Microsoft documents Teams' echo cancellation in their audio quality docs — it works best when the mic and speakers don't move during the call.
Fix Room Echo (Reverb)
You can't software-cancel room reverb effectively because the reflections arrive milliseconds after the direct sound — the algorithm can't distinguish them. The fix is acoustic, not electronic.
- Move closer to the mic. Going from 40 cm to 15 cm makes the direct signal 8 dB louder than reflections, dramatically improving clarity.
- Choose a cardioid mic. It rejects sound from behind, halving the reflections it picks up.
- Soft surfaces around the mic. A blanket draped behind the mic, a bookshelf, a couch — any soft mass that absorbs reflections.
- Acoustic foam panels on the closest reflective walls. Sound on Sound's small-room treatment guide shows where to put them.

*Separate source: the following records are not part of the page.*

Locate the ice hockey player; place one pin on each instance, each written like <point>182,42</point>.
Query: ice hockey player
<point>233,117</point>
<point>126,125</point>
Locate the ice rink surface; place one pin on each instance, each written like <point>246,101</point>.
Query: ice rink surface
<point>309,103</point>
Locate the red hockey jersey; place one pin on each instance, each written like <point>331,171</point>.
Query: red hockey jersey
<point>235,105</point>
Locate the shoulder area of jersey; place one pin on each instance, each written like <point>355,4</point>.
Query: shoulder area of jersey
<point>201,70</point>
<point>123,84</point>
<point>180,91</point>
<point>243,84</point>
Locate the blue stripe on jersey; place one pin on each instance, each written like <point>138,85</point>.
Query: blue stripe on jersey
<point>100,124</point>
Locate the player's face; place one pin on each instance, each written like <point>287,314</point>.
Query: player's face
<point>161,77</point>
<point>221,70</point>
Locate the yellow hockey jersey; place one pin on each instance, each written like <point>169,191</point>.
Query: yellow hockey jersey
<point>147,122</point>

- Avoid empty hard rooms. Rugs, curtains, furniture all help.
Feedback (the Squeal)
Different from echo. Feedback is when the mic picks up its own amplified output and creates a runaway loop, producing a piercing squeal. Fix: lower the speaker volume, mute the mic in the playback monitor, and never enable "Listen to this device" in Sound settings unless you're using headphones.
App-Specific Echo Settings
- Discord: User Settings → Voice & Video → enable Echo Cancellation, Noise Suppression, and Advanced Voice Activity. Krisp adds higher-quality echo cancellation on top.
- Zoom: Audio → Suppress background noise → Auto. Echo cancellation is on by default and can't be disabled — that's by design.
- Teams: Devices → Noise suppression → Auto. Microsoft's machine-learning model handles both echo and noise.
- OBS / streaming: AEC isn't built in. Add the Noise Suppression filter and use a directional mic; if recording game audio, route via VoiceMeeter to keep mic and game on separate tracks.
When Echo Won't Go Away
If you've added headphones, enabled AEC, and treated the room and the echo persists, check whether "Listen to this device" is enabled in Windows Sound → Recording → Microphone Properties → Listen tab. This setting outputs your own mic to your speakers, guaranteed loopback. Disable it.
For chronic call echo from one specific contact, the issue is their setup, not yours — you can't fix their feedback by muting yourself. Ask them to put on headphones.
Frequently Asked Questions
Why do I echo on calls but not in recordings?
Recordings only capture your mic. Calls capture you AND play back what's on your speakers. If your speakers leak into your mic, your voice goes out, comes back through the other end's mic, and returns to you as an echo. Headphones eliminate this in 99% of cases.
Will Discord's Echo Cancellation slow down my CPU?
Krisp-based noise suppression in Discord uses about 1–3% CPU on a modern processor — negligible. Built-in WebRTC echo cancellation is even lighter. Both are worth keeping on.
What's acoustic treatment vs soundproofing?
Acoustic treatment (foam, panels, blankets) reduces echo INSIDE a room by absorbing reflections. Soundproofing (mass, decoupling, sealing) blocks sound from entering or leaving the room. For mic echo, you want treatment, not soundproofing.
Why does my voice sound 'far away' or 'roomy'?
Your mic is too far from your mouth, so room reflections arrive at the same volume as your direct voice. Move the mic to within 10–20 cm and the direct signal dominates the reflections.
Can a USB mic do hardware echo cancellation?
Most consumer USB mics can't — they only output a raw signal. Echo cancellation happens in software (Discord, Zoom, OS). Some headset mics with built-in DSP (like Jabra Evolve series) include it on-device for clearer business calls.